Oil prices over the last two years have plummeted, and they don’t appear to be recovering. But, what market forces drove this change and what can we expect for the future? NBR took a deeper look into some of the major factors that have changed the global oil landscape.
In June 2014, the cost of crude oil cost was around $112 per barrel, falling to $62 per barrel in December of that same year. So what happened? The short answer is: supply increased, by a lot, and the demand for oil never managed to catch up. According to U.S. Energy Information Administration (EIA) numbers, the global oil production levels have remained higher than consumption levels since early 2014. Supply has typically not been greater than demand for such an extended period of time. That supply glut has been the most significant factor for the decline in oil prices.
A lot of the increase in oil production is actually coming from the United States. Between 2010 and 2015, U.S. crude oil production has grown nearly 72 percent, according to the EIA. That growth is primarily the result of increased offshore drilling in the Gulf of Mexico and the extraction of tight oil, also known as shale oil. As the U.S. has moved to reduce the amount of oil it is importing, countries like Saudi Arabia have needed to sell their barrels elsewhere.
While there remains an oversupply of oil, it seems that the continued increases in world oil production are not likely to stop anytime soon. According to the Wall Street Journal, Russia, Libya, and Nigeria alone have increased global production by a million barrels of oil per day combined. The Organization of Petroleum Exporting Countries (OPEC), which includes some of the world’s largest oil-producing countries such as Saudi Arabia, Iran, and Iraq, will meet on November 30 to finalize a potential deal to limit output. Their target is to cut production by somewhere between 200,000 and 700,000 barrels per day. However, it is still uncertain if OPEC will reach its first deal since 2008 to limit output. According to the Wall Street Journal report, countries such as Libya, Nigeria, Iraq, and especially Iran remain inflexible to the proposed output cuts.
As more countries move towards renewable energy sources, the demand for oil might continue to decline and result in a greater fall in future oil prices. This is certainly a trend to keep a closer eye on. In 2015, renewable energy sources accounted for about 10 percent of total U.S. energy consumption and about 13 percent of electricity generation. Hydroelectric power and wind energy are the largest contributors, per EIA numbers. According to geophysicist Dr. Steve Jacobsen, Associate Professor of Earth and Planetary Sciences at Northwestern University, the growth rate of renewable energy is “faster now than ever before.”
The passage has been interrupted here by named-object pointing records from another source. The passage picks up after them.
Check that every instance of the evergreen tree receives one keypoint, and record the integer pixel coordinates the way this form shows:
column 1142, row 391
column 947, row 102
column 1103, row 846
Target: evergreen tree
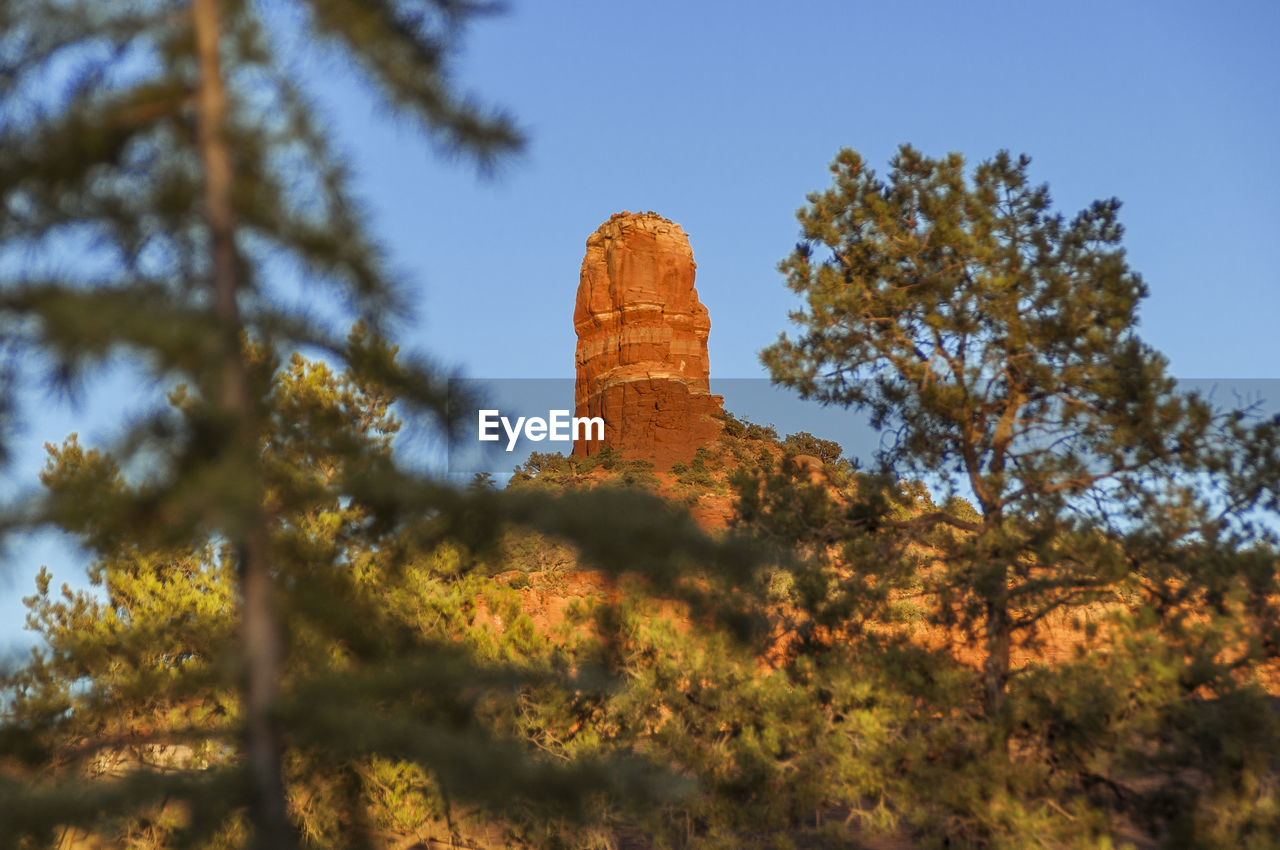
column 167, row 147
column 995, row 339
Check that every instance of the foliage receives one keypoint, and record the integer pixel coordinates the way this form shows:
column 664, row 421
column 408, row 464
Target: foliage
column 996, row 338
column 283, row 647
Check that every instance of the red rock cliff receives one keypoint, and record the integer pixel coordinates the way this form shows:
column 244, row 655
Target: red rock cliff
column 641, row 342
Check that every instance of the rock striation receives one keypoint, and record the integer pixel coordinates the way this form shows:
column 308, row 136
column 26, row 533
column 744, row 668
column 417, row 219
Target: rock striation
column 641, row 342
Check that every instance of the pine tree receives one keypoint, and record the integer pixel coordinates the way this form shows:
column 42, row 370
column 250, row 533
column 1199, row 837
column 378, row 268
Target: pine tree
column 995, row 339
column 167, row 149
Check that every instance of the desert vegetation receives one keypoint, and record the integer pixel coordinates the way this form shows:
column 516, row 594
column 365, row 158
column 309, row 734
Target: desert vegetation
column 1046, row 615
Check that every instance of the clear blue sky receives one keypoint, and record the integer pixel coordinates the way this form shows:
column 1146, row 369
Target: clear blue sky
column 722, row 115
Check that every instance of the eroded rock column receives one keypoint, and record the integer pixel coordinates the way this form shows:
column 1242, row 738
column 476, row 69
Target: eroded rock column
column 641, row 342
Jacobsen sees solar energy as having great potential. Although it currently accounts for only a small portion of U.S. electricity generation, the sector grew at a rate of 30 percent in terms of consumption, more than any other sector in the U.S. Jacobsen identified Germany, a country without particularly high levels of sun exposure, as an example of how solar energy could become an important future alternative to oil for some countries. Solar energy accounted for nearly 7 percent of German electricity consumption in 2014.
As we look towards the future of global oil production, the recent election of Donald Trump as President of the United States has created a new level of uncertainty that could have significant ramifications. According to his campaign website, Donald Trump is advocating for “unleashing America’s $50 trillion in untapped shale, oil, and natural gas reserves.” Doing so could decrease the price of oil even more. Mr. Trump’s policies could present a reversal from the recent trend of high growth in renewable energy sources; instead pushing growth into cheaper sources of energy such as coal and oil. At the same time, he said that he is open to “all sorts of energy…including solar,” so it remains to be seen what changes we can expect from the U.S. moving forward.
Note: Prices are for West Texas Intermediate (WTI), a variety of crude oil and an important benchmark for oil prices.